Monday, 16 November 2020

'What ifs' have abundant scope of creativity to them!

Inauguration of Tata Literature Live! 2020

Monday, 16th Nov 2020

6:00 pm - 7:30 pm IST

The Enduring Power of Words

Ian McEwan LIVE in conversation with Anil Dharker



Anil Dharker asks,

Anyone reading your 2005 novel Saturday, set in London, will be surprised with your descriptive details on the protagonist, Henry Perowne, a 48-year-old neurosurgeon, where you’ve given some intimate, graphic details.

You seem to have spent quite a lot of time on that.

How long did you spend on that?

Ian McEwan replies,

I do some deep research for a novel.

Well, I spent almost two years on that.

More time especially on the operation theatre.

I became very good friends with the neurosurgeon.

At sometimes I really worked hard.

Sometimes, I have to be there in the morning, because he will be in his rounds, attending his meetings – his wife is a cancer nurse, and so he lived such a crowded life! He was almost on his feet every moment.

I had a great admiration for his team of surgeons, nurses, etc.

Anil Dharker asks,

What’s your writing schedule –

Ian McEwan replies,

Some days will be good mornings some bad! Some days a few sentences will be driving you crazy.

Anil Dharker asks -  

When you have a bad day of writing – how do you soldier on?

Ian McEwan replies,

I keep going.

I have pretty strict rules about it.

You must stay there at least for four five hours even if it’s not coming.

Only then I walk away.

When my children were young, that was also a great resource.

Saturday takes place in just one day in the surgeon’s life, but said from the protagonist’s perspective.

Saturday is written in the third person.

Anil Dharker asks,

What makes you choose whether to write in the first person or third person?

Was it something spontaneous or you think about it?

Ian McEwan replies, 

My default position is the third.

I am a little suspicious about the first person.

My standing position is – one must be very suspicious about the first person.

When you write in the third person, you really lay yourself on the line.

In the first person, you could excuse all your prose – allow mediocrity to flourish – by saying that’s my character.

You also have a freedom when you write in the third person.

You have a free direct style, to enter the mind of the character.

I’ve written in the first and in the third, but my heart and my brain remains in the third!

Anil asks, 

But why did you choose the first person for Machines like Me?

Ian McEwan replies,

Cos I wanted one person to be gauging himself.

I was entering the mind of the machine.

I wanted to live it myself, put myself in the hands and minds of my narrator, when he brings and unwraps this humanoid!

I’ve some writers say that characters take over, and they ride you!

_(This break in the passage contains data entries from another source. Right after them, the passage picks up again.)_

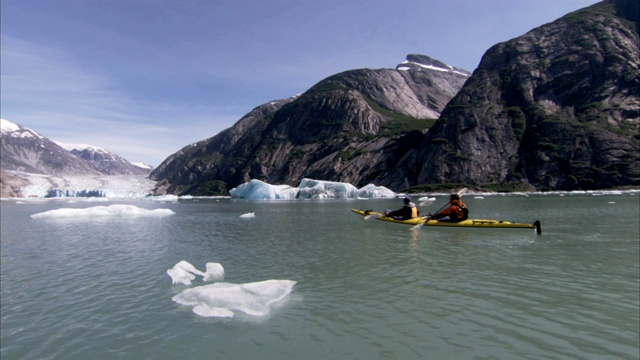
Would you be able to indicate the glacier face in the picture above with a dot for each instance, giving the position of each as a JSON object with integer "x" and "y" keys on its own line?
{"x": 308, "y": 189}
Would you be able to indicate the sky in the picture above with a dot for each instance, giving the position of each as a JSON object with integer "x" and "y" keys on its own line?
{"x": 144, "y": 78}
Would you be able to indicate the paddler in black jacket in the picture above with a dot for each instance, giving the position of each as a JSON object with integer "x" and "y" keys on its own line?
{"x": 408, "y": 211}
{"x": 456, "y": 211}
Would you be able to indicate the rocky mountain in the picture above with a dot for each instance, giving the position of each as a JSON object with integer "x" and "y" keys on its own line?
{"x": 557, "y": 108}
{"x": 25, "y": 150}
{"x": 356, "y": 127}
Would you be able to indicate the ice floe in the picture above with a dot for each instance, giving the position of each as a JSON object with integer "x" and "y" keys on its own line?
{"x": 226, "y": 300}
{"x": 308, "y": 189}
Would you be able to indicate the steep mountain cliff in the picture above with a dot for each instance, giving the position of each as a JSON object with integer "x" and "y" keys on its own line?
{"x": 356, "y": 127}
{"x": 557, "y": 108}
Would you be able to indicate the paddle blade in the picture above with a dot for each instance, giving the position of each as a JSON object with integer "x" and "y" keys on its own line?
{"x": 372, "y": 216}
{"x": 425, "y": 201}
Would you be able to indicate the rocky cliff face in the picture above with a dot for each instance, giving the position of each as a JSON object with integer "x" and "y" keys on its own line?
{"x": 355, "y": 127}
{"x": 557, "y": 108}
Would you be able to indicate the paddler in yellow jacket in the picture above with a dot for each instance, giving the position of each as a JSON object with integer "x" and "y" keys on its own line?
{"x": 408, "y": 211}
{"x": 456, "y": 211}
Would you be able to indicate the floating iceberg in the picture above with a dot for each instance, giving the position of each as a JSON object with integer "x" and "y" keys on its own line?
{"x": 224, "y": 300}
{"x": 183, "y": 273}
{"x": 308, "y": 189}
{"x": 102, "y": 211}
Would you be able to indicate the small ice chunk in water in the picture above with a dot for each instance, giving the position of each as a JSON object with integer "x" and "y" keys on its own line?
{"x": 214, "y": 272}
{"x": 225, "y": 299}
{"x": 102, "y": 211}
{"x": 183, "y": 273}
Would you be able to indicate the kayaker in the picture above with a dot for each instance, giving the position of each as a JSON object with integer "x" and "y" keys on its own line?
{"x": 409, "y": 211}
{"x": 456, "y": 211}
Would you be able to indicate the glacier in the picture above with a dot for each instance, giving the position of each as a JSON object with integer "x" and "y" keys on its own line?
{"x": 308, "y": 189}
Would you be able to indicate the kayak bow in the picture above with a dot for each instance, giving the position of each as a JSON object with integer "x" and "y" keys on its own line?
{"x": 481, "y": 223}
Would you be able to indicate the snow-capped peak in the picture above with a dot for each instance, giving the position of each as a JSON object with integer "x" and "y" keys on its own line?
{"x": 15, "y": 130}
{"x": 82, "y": 147}
{"x": 7, "y": 126}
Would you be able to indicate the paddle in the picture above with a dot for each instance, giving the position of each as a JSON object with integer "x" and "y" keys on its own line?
{"x": 369, "y": 217}
{"x": 426, "y": 201}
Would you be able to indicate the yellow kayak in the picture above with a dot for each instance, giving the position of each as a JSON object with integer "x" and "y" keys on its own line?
{"x": 483, "y": 223}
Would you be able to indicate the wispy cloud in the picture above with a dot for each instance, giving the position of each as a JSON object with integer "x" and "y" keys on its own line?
{"x": 53, "y": 93}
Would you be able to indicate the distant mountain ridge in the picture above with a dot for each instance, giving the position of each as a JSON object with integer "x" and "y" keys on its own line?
{"x": 25, "y": 150}
{"x": 554, "y": 109}
{"x": 355, "y": 127}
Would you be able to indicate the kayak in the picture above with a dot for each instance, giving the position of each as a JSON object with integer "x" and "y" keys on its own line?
{"x": 481, "y": 223}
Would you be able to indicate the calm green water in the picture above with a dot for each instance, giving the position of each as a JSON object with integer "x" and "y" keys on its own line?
{"x": 97, "y": 288}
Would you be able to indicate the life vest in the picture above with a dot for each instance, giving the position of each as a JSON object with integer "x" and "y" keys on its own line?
{"x": 414, "y": 212}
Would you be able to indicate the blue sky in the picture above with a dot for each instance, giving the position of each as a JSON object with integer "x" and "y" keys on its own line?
{"x": 144, "y": 78}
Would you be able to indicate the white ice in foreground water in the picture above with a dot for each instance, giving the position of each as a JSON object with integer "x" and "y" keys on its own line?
{"x": 183, "y": 273}
{"x": 225, "y": 300}
{"x": 308, "y": 189}
{"x": 102, "y": 211}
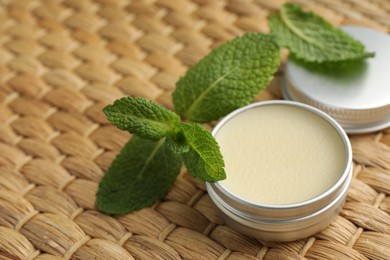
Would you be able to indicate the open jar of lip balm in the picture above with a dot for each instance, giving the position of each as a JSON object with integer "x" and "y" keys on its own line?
{"x": 288, "y": 168}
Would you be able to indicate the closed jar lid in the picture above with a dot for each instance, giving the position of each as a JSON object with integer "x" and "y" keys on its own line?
{"x": 357, "y": 94}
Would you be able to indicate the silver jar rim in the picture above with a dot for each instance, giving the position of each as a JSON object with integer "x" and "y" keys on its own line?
{"x": 294, "y": 210}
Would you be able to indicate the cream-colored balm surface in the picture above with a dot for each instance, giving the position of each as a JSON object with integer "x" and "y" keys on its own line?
{"x": 278, "y": 154}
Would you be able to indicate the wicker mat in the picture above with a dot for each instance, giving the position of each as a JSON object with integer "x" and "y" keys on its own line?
{"x": 61, "y": 62}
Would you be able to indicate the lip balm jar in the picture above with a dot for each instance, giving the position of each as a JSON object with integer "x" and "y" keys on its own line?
{"x": 356, "y": 95}
{"x": 288, "y": 167}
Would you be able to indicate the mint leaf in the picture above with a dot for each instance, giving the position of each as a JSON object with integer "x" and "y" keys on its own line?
{"x": 311, "y": 38}
{"x": 228, "y": 78}
{"x": 141, "y": 117}
{"x": 141, "y": 174}
{"x": 203, "y": 160}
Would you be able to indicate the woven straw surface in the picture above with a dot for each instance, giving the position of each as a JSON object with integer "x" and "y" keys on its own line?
{"x": 61, "y": 62}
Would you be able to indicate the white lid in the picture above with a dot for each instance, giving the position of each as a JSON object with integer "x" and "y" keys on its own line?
{"x": 359, "y": 102}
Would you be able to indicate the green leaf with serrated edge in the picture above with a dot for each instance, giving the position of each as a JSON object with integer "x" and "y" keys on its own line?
{"x": 141, "y": 117}
{"x": 228, "y": 78}
{"x": 141, "y": 174}
{"x": 203, "y": 160}
{"x": 311, "y": 38}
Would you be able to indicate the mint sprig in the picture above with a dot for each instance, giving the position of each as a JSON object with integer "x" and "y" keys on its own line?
{"x": 141, "y": 117}
{"x": 140, "y": 175}
{"x": 228, "y": 78}
{"x": 231, "y": 74}
{"x": 311, "y": 38}
{"x": 203, "y": 159}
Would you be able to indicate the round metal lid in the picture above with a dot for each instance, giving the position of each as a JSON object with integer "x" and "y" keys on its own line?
{"x": 357, "y": 97}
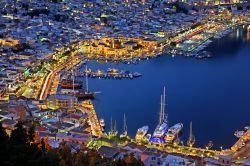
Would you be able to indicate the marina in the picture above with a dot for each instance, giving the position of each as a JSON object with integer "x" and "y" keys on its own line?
{"x": 210, "y": 78}
{"x": 110, "y": 74}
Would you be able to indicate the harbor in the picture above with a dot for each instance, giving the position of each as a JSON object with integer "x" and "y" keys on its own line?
{"x": 111, "y": 73}
{"x": 185, "y": 71}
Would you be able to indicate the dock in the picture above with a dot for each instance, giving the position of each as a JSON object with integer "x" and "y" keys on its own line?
{"x": 242, "y": 141}
{"x": 110, "y": 74}
{"x": 88, "y": 108}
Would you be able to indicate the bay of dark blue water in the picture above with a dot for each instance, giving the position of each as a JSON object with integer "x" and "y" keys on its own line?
{"x": 212, "y": 93}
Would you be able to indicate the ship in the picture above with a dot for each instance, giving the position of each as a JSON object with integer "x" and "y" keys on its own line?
{"x": 82, "y": 94}
{"x": 113, "y": 132}
{"x": 162, "y": 127}
{"x": 141, "y": 133}
{"x": 191, "y": 139}
{"x": 173, "y": 132}
{"x": 125, "y": 128}
{"x": 102, "y": 123}
{"x": 70, "y": 84}
{"x": 210, "y": 145}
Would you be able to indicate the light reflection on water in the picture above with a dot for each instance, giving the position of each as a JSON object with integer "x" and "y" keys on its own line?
{"x": 213, "y": 93}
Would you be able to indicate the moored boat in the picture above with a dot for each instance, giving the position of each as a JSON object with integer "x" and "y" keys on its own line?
{"x": 173, "y": 132}
{"x": 70, "y": 84}
{"x": 141, "y": 133}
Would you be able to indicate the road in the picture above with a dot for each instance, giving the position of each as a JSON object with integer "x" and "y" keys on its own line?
{"x": 87, "y": 107}
{"x": 243, "y": 140}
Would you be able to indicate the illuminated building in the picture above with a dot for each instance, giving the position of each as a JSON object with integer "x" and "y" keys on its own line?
{"x": 9, "y": 42}
{"x": 118, "y": 47}
{"x": 61, "y": 101}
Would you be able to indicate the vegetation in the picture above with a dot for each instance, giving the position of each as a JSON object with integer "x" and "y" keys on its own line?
{"x": 24, "y": 148}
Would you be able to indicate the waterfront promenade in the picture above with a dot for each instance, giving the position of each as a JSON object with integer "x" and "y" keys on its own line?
{"x": 88, "y": 108}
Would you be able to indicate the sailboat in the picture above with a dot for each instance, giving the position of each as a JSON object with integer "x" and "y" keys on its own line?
{"x": 191, "y": 139}
{"x": 79, "y": 93}
{"x": 113, "y": 131}
{"x": 162, "y": 127}
{"x": 125, "y": 128}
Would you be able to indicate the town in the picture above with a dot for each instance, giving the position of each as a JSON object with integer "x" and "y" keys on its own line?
{"x": 46, "y": 46}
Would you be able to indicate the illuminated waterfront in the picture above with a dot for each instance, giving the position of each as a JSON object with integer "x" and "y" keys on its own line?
{"x": 213, "y": 93}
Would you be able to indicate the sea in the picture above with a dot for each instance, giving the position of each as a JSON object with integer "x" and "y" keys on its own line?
{"x": 213, "y": 93}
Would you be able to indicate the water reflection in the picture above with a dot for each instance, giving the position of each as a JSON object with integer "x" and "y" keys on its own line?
{"x": 248, "y": 33}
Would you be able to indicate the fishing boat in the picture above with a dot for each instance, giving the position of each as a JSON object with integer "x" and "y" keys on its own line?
{"x": 162, "y": 127}
{"x": 70, "y": 84}
{"x": 210, "y": 145}
{"x": 238, "y": 133}
{"x": 141, "y": 133}
{"x": 125, "y": 128}
{"x": 102, "y": 123}
{"x": 191, "y": 139}
{"x": 173, "y": 132}
{"x": 113, "y": 132}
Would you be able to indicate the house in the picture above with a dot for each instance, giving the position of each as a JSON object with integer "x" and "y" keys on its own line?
{"x": 149, "y": 158}
{"x": 172, "y": 160}
{"x": 109, "y": 152}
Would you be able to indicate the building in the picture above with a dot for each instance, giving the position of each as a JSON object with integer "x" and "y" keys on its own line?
{"x": 56, "y": 101}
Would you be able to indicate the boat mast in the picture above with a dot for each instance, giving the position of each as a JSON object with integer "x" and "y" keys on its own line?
{"x": 160, "y": 116}
{"x": 87, "y": 84}
{"x": 111, "y": 124}
{"x": 73, "y": 81}
{"x": 115, "y": 126}
{"x": 125, "y": 128}
{"x": 164, "y": 116}
{"x": 191, "y": 139}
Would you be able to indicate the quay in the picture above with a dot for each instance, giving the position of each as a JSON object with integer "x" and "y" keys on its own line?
{"x": 242, "y": 141}
{"x": 110, "y": 74}
{"x": 87, "y": 107}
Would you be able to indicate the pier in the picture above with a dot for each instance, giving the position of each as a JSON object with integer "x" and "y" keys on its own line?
{"x": 242, "y": 141}
{"x": 110, "y": 74}
{"x": 88, "y": 108}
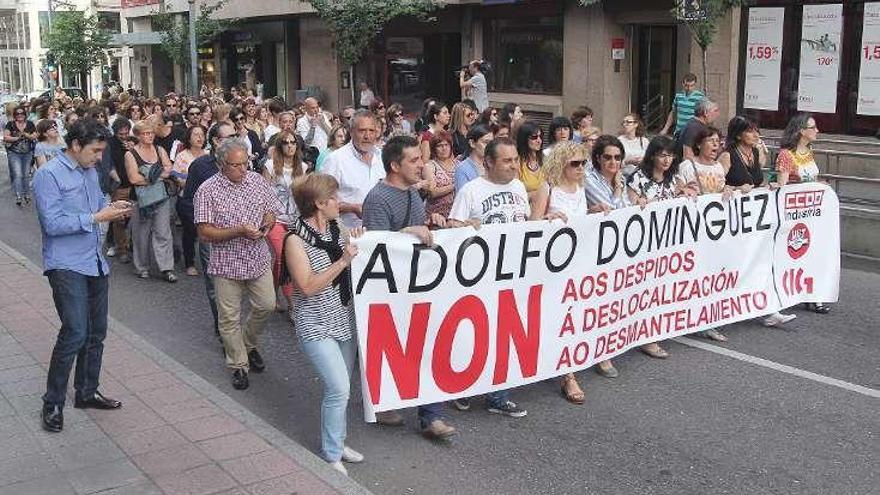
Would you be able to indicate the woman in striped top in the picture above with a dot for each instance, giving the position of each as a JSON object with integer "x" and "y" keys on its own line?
{"x": 317, "y": 256}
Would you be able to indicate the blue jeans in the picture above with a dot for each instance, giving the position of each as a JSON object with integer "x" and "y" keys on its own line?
{"x": 204, "y": 258}
{"x": 334, "y": 362}
{"x": 19, "y": 165}
{"x": 81, "y": 302}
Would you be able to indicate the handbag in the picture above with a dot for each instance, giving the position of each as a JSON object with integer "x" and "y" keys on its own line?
{"x": 153, "y": 193}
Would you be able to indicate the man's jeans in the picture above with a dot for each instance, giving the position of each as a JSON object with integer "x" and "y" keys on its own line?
{"x": 81, "y": 302}
{"x": 334, "y": 361}
{"x": 204, "y": 258}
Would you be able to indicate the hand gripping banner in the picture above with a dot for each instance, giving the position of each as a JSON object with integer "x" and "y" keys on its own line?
{"x": 507, "y": 305}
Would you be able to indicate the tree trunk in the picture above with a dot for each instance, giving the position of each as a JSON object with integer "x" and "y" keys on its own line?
{"x": 84, "y": 82}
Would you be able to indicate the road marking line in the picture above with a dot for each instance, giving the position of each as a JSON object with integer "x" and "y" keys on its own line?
{"x": 791, "y": 370}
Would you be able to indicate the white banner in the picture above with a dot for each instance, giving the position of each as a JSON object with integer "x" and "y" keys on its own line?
{"x": 508, "y": 305}
{"x": 869, "y": 74}
{"x": 820, "y": 58}
{"x": 763, "y": 58}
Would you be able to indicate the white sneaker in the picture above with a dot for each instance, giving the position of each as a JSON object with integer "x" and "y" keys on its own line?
{"x": 351, "y": 455}
{"x": 777, "y": 319}
{"x": 337, "y": 465}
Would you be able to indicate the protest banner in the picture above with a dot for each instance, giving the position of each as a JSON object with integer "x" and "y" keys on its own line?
{"x": 512, "y": 304}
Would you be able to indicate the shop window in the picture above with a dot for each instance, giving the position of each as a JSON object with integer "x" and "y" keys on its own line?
{"x": 526, "y": 54}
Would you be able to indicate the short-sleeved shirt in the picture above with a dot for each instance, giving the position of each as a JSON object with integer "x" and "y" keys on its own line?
{"x": 356, "y": 178}
{"x": 479, "y": 91}
{"x": 224, "y": 204}
{"x": 690, "y": 131}
{"x": 798, "y": 167}
{"x": 491, "y": 203}
{"x": 685, "y": 105}
{"x": 598, "y": 190}
{"x": 646, "y": 187}
{"x": 710, "y": 178}
{"x": 389, "y": 208}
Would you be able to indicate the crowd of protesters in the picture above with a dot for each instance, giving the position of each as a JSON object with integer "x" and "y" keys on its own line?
{"x": 266, "y": 195}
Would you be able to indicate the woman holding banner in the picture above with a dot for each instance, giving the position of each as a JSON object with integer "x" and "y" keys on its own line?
{"x": 796, "y": 163}
{"x": 564, "y": 168}
{"x": 706, "y": 175}
{"x": 317, "y": 256}
{"x": 605, "y": 192}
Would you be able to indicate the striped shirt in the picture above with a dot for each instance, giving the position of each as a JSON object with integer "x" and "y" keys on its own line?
{"x": 322, "y": 316}
{"x": 685, "y": 106}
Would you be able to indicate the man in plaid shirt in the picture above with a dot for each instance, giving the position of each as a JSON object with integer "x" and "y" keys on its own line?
{"x": 233, "y": 211}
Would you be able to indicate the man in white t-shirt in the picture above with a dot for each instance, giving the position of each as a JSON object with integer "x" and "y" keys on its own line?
{"x": 475, "y": 87}
{"x": 357, "y": 167}
{"x": 499, "y": 197}
{"x": 314, "y": 127}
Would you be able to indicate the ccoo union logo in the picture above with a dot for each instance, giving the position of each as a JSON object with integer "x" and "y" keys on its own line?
{"x": 798, "y": 241}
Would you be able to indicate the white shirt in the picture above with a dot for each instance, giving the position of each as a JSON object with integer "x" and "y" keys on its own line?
{"x": 571, "y": 204}
{"x": 355, "y": 177}
{"x": 491, "y": 203}
{"x": 319, "y": 139}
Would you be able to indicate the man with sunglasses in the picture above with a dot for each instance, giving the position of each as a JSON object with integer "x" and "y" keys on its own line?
{"x": 314, "y": 127}
{"x": 200, "y": 170}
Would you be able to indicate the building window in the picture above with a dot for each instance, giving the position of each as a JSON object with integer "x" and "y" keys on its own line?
{"x": 526, "y": 54}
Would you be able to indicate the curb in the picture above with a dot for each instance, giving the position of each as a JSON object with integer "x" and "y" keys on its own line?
{"x": 269, "y": 433}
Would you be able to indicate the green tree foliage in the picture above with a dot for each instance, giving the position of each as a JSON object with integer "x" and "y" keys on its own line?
{"x": 356, "y": 23}
{"x": 77, "y": 42}
{"x": 704, "y": 29}
{"x": 175, "y": 31}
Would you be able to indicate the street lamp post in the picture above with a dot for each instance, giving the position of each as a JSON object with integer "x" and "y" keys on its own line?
{"x": 193, "y": 54}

Someone also said, they wanted to kill a character, but the character resisted.

Yes! D. H. Lawrence does that! I too take the ‘godly view’, that you create the characters out of a need, and you are responsible for them, you charge them, you direct them and you lead them, and you generate a kind of free will in the character.

Anil Dharker asks,

In Machines like Me the humanoids do the dishes and the bed, but they also think.

They learn quickly.

Interestingly, you have not set it in the future, but in the past.

Why did you do all this? Were you just amusing yourself?

Ian replies,

I wanted to analyse the existential problem of what the machine would be! By altering the past, I wanted to enter into a kind of long meditation – to see our alternative selves!

What if Alan Turing had not killed himself in 1954?

I wanted to raise a lot of What ifs

So it was integral to having a 70-year-old Alan Turing in this novel.

What if your mother had not stayed back to meet your mother!

You wouldn’t exist.

Maybe your father would have other children.

Among my acquaintances, who all met their spouses at their university, contingent factors, then what if they hadn’t met?

What if Trump retains the White House? Nancy becomes President elect?

What if Gore had triumphed over Bush. We might not have had the Iraq War.

So these What ifs have abundant scope of creativity to them!

Now Q & A starts… 💛

Question from Participant

What makes you use psychoanalysis as a tool of your writing?

Ian McEwan replies, 

I’m very skeptical of psychoanalysis as a cure for anyone! But it is a lovely indulgence for anyone! 

Question from Participant

Have you found yourself relating to any of your characters?

Ian McEwan replies, 

All of my characters are some side of myself, my fantasizing of myself, or characters from whom I’m trying to run away from! 

In fact, every cell of my body is in these characters!

Question from the Participant

What is the essence of a good suspense of a good thriller?

Ian McEwan replies, 

A good suspense novel should arouse curiosity at every stage. 

The first duty of the novelist is to be interesting, said Henry James. 

For the novelist who writes suspense novels, it is to thrill at every step!